Холодный прозрачный воздух обещал новый снегопад. Справа бежала окаймленная ивами речка, вдали прозвучал свисток поезда, словно трель механической птицы. Над заснеженными холмами неподвижно застыл столб темного дыма.
После долгого молчания Генри проговорил со своей чуточку бесовской улыбкой:
– Вот бы это сделала Пайпа!
– Это не Пайпа, – твердо ответил Пенрок. – Оба убийства почти наверняка связаны между собой, а Пайпы прошлым летом здесь не было.
Они снова замолчали, погрузившись каждый в свои мысли. Идущие за ними Фрэн и леди Харт молчали тоже; впереди Пайпа Ле Мэй, оживленно жестикулируя, что-то говорила Джеймсу.

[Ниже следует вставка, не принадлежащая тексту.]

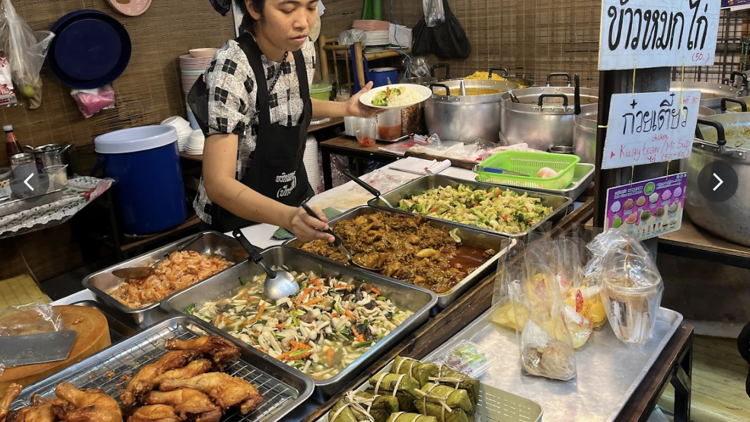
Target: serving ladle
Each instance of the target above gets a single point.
(279, 283)
(338, 243)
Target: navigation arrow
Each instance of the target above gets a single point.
(721, 182)
(26, 182)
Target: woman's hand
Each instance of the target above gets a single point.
(307, 228)
(354, 107)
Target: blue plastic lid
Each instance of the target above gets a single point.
(135, 139)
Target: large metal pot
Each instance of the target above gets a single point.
(52, 155)
(542, 117)
(584, 131)
(465, 118)
(729, 219)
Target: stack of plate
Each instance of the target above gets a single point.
(312, 165)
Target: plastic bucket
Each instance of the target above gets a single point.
(145, 163)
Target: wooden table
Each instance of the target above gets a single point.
(673, 365)
(692, 241)
(349, 147)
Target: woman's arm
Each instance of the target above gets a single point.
(219, 166)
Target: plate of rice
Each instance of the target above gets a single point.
(395, 96)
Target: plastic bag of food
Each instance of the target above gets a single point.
(26, 50)
(546, 345)
(32, 318)
(632, 287)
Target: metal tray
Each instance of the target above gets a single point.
(404, 295)
(608, 370)
(494, 405)
(283, 388)
(558, 203)
(471, 236)
(102, 282)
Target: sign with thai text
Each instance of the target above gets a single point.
(651, 127)
(658, 33)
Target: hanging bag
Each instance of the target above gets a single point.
(447, 40)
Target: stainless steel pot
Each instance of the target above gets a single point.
(465, 118)
(584, 131)
(52, 155)
(543, 117)
(729, 219)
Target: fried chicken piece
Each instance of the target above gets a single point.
(224, 389)
(186, 402)
(218, 349)
(39, 411)
(196, 367)
(143, 381)
(155, 413)
(91, 405)
(10, 394)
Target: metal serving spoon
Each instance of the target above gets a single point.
(337, 241)
(143, 272)
(279, 283)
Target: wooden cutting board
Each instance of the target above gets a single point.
(92, 335)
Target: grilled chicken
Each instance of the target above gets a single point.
(144, 381)
(218, 349)
(224, 389)
(91, 405)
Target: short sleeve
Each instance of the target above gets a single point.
(231, 91)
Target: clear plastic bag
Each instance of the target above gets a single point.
(32, 318)
(26, 50)
(434, 13)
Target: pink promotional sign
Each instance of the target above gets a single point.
(647, 209)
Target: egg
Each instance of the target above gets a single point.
(546, 173)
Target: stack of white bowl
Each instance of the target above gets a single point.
(312, 165)
(195, 143)
(193, 65)
(183, 129)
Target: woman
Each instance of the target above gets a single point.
(258, 113)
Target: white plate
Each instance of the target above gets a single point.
(422, 91)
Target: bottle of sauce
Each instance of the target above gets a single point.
(12, 146)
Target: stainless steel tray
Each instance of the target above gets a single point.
(558, 203)
(102, 282)
(472, 236)
(282, 387)
(608, 370)
(404, 295)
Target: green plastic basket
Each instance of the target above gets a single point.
(530, 163)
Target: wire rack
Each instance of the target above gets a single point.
(111, 373)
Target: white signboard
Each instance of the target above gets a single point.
(650, 128)
(658, 33)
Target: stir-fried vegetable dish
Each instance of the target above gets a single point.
(494, 209)
(320, 330)
(406, 247)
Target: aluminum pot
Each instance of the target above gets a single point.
(584, 131)
(52, 155)
(729, 219)
(465, 118)
(542, 117)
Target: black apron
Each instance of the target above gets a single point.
(276, 169)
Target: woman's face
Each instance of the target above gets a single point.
(286, 23)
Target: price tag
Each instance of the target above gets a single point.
(646, 128)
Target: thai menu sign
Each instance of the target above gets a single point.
(658, 33)
(651, 127)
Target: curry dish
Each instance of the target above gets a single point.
(181, 270)
(408, 248)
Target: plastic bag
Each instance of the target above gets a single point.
(26, 50)
(92, 101)
(434, 14)
(32, 318)
(631, 286)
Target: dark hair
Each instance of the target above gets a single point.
(248, 22)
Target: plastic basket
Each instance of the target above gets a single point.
(530, 163)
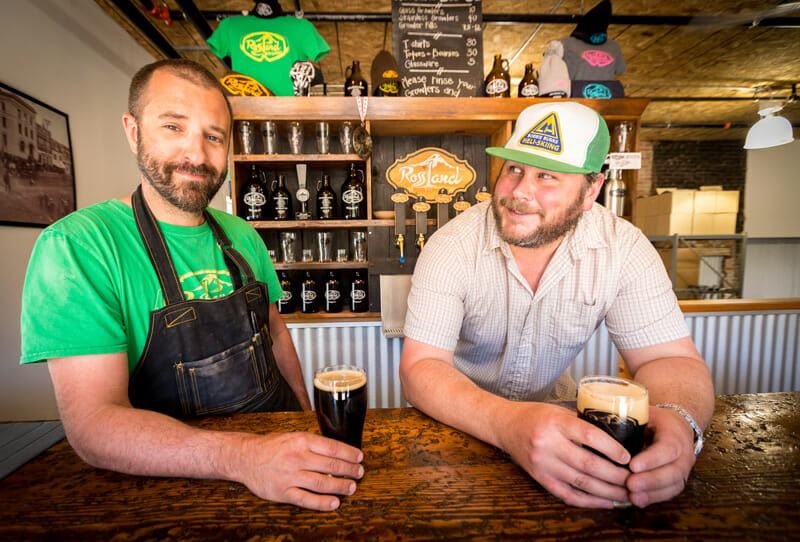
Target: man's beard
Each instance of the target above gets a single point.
(544, 234)
(190, 197)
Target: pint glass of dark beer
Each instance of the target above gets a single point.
(618, 406)
(340, 399)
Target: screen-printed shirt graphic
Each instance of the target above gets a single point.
(205, 284)
(593, 62)
(266, 49)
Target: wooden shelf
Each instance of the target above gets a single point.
(329, 224)
(333, 159)
(490, 118)
(311, 266)
(417, 116)
(322, 316)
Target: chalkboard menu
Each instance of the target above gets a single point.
(438, 47)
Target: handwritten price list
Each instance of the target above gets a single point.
(438, 46)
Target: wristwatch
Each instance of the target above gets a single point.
(698, 434)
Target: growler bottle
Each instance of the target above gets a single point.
(326, 199)
(333, 294)
(354, 196)
(529, 86)
(281, 201)
(286, 302)
(308, 295)
(254, 199)
(355, 84)
(359, 301)
(498, 83)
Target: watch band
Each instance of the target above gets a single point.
(698, 434)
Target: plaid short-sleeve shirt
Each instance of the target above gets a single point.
(469, 297)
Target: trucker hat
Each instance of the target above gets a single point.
(562, 136)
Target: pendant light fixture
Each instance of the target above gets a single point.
(771, 130)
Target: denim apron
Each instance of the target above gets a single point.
(206, 357)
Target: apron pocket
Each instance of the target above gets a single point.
(225, 382)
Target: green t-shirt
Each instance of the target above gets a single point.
(266, 49)
(90, 285)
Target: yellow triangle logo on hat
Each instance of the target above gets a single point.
(545, 135)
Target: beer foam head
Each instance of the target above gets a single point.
(614, 395)
(340, 380)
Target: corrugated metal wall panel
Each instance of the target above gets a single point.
(745, 352)
(749, 352)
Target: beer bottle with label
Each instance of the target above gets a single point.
(333, 293)
(359, 301)
(254, 199)
(286, 304)
(529, 86)
(308, 295)
(326, 199)
(355, 84)
(498, 82)
(354, 196)
(281, 201)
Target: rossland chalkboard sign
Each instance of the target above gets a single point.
(438, 45)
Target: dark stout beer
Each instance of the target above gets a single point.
(340, 399)
(618, 406)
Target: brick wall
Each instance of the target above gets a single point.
(692, 164)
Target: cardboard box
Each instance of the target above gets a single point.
(714, 223)
(675, 201)
(708, 211)
(687, 270)
(716, 201)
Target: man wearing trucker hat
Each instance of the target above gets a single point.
(506, 295)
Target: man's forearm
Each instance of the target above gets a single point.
(144, 442)
(685, 382)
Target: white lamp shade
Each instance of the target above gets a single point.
(769, 132)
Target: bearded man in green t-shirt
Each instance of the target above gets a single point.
(126, 298)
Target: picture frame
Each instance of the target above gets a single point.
(37, 178)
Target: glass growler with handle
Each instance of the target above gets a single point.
(354, 196)
(326, 199)
(354, 83)
(529, 86)
(254, 197)
(281, 200)
(498, 82)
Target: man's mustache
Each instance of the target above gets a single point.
(519, 207)
(189, 169)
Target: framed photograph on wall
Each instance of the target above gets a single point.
(37, 179)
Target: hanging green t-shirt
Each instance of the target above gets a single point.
(90, 285)
(266, 49)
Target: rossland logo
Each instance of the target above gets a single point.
(264, 46)
(427, 171)
(242, 85)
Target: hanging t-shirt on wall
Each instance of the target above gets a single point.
(266, 49)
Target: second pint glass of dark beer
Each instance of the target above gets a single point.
(618, 406)
(340, 399)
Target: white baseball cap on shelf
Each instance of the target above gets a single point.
(562, 136)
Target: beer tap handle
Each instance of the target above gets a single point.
(442, 207)
(400, 200)
(421, 208)
(401, 244)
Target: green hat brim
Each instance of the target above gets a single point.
(536, 161)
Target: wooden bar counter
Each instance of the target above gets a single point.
(424, 481)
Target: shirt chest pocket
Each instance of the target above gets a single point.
(572, 323)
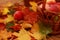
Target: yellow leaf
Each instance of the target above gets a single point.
(5, 11)
(9, 19)
(34, 6)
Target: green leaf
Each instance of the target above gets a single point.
(45, 28)
(8, 25)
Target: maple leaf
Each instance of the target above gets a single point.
(5, 11)
(33, 6)
(9, 19)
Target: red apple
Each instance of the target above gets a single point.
(18, 15)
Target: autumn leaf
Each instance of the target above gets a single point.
(33, 6)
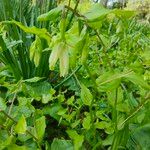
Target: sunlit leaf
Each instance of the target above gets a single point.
(77, 139)
(40, 125)
(21, 126)
(58, 144)
(86, 95)
(52, 15)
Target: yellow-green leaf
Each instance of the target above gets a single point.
(52, 15)
(21, 126)
(86, 95)
(42, 33)
(40, 125)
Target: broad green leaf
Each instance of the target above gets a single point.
(38, 90)
(96, 13)
(55, 54)
(86, 95)
(42, 33)
(138, 80)
(77, 139)
(102, 125)
(36, 51)
(87, 122)
(2, 104)
(21, 126)
(123, 13)
(52, 111)
(40, 125)
(59, 144)
(52, 15)
(64, 63)
(139, 138)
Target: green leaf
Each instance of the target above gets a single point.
(77, 139)
(52, 15)
(87, 122)
(21, 126)
(36, 51)
(40, 125)
(138, 80)
(96, 13)
(86, 95)
(55, 54)
(42, 33)
(109, 81)
(123, 13)
(64, 63)
(59, 144)
(16, 147)
(102, 125)
(2, 104)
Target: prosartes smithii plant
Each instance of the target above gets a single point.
(76, 79)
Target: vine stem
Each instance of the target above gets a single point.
(8, 116)
(136, 110)
(73, 13)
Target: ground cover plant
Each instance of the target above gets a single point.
(75, 78)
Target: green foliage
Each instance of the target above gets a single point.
(73, 78)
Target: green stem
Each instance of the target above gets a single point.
(74, 10)
(115, 118)
(67, 78)
(8, 116)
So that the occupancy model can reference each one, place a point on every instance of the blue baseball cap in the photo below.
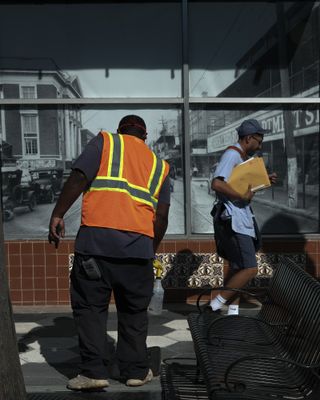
(250, 127)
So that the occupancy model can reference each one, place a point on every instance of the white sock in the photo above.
(233, 309)
(217, 302)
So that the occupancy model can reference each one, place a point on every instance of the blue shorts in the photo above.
(244, 253)
(239, 248)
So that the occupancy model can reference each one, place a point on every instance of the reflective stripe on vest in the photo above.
(113, 180)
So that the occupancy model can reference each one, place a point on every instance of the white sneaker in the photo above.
(82, 382)
(140, 382)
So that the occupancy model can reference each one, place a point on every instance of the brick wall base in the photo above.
(39, 274)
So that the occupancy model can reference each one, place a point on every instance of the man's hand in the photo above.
(249, 194)
(56, 230)
(273, 178)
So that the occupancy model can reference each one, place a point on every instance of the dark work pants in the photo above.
(132, 282)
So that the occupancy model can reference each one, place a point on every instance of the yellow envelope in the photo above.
(251, 172)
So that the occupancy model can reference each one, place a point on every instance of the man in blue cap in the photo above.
(234, 219)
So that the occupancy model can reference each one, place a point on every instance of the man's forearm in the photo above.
(160, 227)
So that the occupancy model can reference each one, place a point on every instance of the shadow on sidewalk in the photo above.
(58, 344)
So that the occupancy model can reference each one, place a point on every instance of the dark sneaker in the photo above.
(140, 382)
(81, 382)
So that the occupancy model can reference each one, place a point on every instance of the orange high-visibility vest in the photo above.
(124, 194)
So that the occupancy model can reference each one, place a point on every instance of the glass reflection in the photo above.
(250, 49)
(291, 150)
(36, 162)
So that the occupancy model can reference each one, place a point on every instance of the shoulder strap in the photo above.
(242, 153)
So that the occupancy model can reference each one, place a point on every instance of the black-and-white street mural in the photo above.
(53, 53)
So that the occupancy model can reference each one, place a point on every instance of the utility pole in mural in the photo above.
(289, 142)
(11, 379)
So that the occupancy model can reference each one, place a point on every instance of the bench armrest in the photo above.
(311, 367)
(232, 318)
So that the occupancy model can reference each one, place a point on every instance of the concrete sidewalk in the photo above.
(49, 355)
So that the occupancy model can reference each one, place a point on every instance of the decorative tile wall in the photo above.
(39, 274)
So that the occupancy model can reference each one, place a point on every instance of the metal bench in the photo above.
(274, 355)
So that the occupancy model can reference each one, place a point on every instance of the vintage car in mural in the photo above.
(47, 183)
(15, 192)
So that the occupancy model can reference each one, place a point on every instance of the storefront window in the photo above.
(102, 50)
(237, 48)
(31, 185)
(78, 68)
(294, 201)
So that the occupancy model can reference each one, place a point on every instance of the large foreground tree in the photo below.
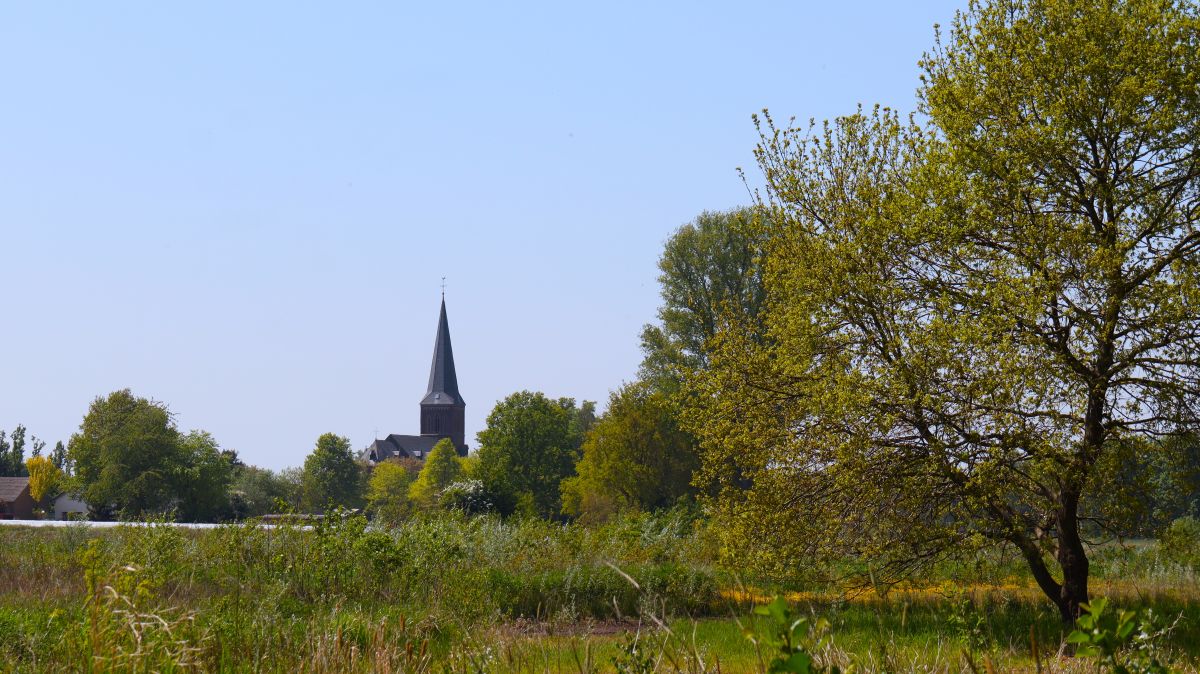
(965, 316)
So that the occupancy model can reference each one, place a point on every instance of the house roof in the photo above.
(401, 446)
(12, 487)
(443, 389)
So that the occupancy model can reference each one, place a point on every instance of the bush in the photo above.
(1181, 541)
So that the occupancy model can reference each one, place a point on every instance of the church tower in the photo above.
(443, 410)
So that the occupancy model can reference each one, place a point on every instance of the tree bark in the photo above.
(1072, 559)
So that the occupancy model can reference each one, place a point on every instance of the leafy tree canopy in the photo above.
(442, 468)
(529, 446)
(331, 475)
(634, 457)
(127, 456)
(45, 477)
(964, 317)
(388, 491)
(709, 268)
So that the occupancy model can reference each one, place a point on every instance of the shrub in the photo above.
(1181, 541)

Венис промолвила с горечью:
– Она и не думает горевать о своей кузине. Мы и то больше грустим, хоть и не были слишком привязаны к старушке Грейс. Если бы только это могла сделать Пайпа!
– Надо бы пригласить ее сегодня к ужину, – тяжело вздохнул Пенрок.
Пайпа Ле Мэй ему совсем не нравилась.
Пайпа радостно приняла приглашение. Она явилась точно к семи, в меховой шубке, повязав голову теплым шарфом и обмотав его вокруг горла.
Пенрок перехватил на лестничной площадке одну из горничных:
– Глэдис, пусть кто-нибудь посидит с Тротти в коттедже, пока мисс Ле Мэй здесь. Передайте, пожалуйста, Бунзену, он распорядится.
Глэдис, пригожая девушка с тугими кудряшками и крепкими округлыми ногами, лелеяла тайную страсть к хозяину Пиджинсфорда и потому ответила с жаром:
– Если хотите, сэр, я сама пойду!
Пенроку было абсолютно все равно, кто пойдет.
– Очень хорошо, Глэдис. Идите, если Бунзен не против.
Глэдис, однако, не собиралась упускать такую прекрасную возможность обратить на себя внимание хозяина. Робея напоказ, она пролепетала, что не уверена, сможет ли… хватит ли духу… пройти так близко… ах, она, наверное, совсем дурочка, и все-таки…
– О чем вы, дитя? – терпеливо спросил Пенрок.
Глэдис имела в виду место, где убили мисс Морланд, но не могла же она так прямо сказать об этом!
– Так попросите кого-нибудь из мужчин вас проводить! Да ступайте через лужайку, тогда и близко к тому месту подходить не придется. И пожалуйста, постарайтесь вести себя разумно. Не надо говорить такое, не то всех расстроите.
Глэдис объяснила, что у нее с детства очень чувствительные нервы.
Ужасно было стоять у растопленного камина в красивой и такой привычной гостиной, когда мисс Морланд, вчера еще пившая здесь чай вместе со всеми, лежит теперь в морге, убитая и изуродованная. А что поделаешь?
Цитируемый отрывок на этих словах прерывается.